Plaintiff has not shown good cause for obtaining inspection of the documents. This court approves the following statement of Judge Kirkpatrick in North v. Lehigh Valley Transit Co., E.D.Pa., 10 F.R.D. 38, at 39:
“The normal method of obtaining inspection of a document is under Rule 34. Rules 26 and 45 afford a practical, and under proper conditions- permissible, short-cut. This, however, is merely another, and often more convenient, method of accomplishing the same end and, regardless of the fact that those two rules do not contain the express limitation of Rule 34, they are, I think, necessarily subject to it. I cannot believe that the Supreme Court, having required good cause for production under Rule 34, intended that a party could become entitled, as a matter of right, to the production of the original of a document, without any showing of the propriety or necessity of such production, merely by adopting an alternative method. If a showing of good cause was considered a proper and reasonable limitation upon the right to a preview of the opposing party’s papers and documents, it must have been intended to obtain, whatever process may be resorted to.”
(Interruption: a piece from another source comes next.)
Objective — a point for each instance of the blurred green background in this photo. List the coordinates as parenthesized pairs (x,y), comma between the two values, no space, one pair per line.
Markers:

Plaintiff may take the depositions of the investigators. In deciding any questions which may arise as to the scope of the examination and whether good cause for obtaining inspection has been shown, this court will be guided by the principles stated in Buining v. The S. S. Transporter, D.Md., 171 F.Supp. 465, 466, and in Stone v. Marine Transport Lines, D.Md., 23 F.R.D. 222, 226 (headnotes 5, 6, ruling on Q. 17). See also Buining v. The S. S. Transporter, D.Md., 171 F.Supp. 127.
Counsel should be guided accordingly.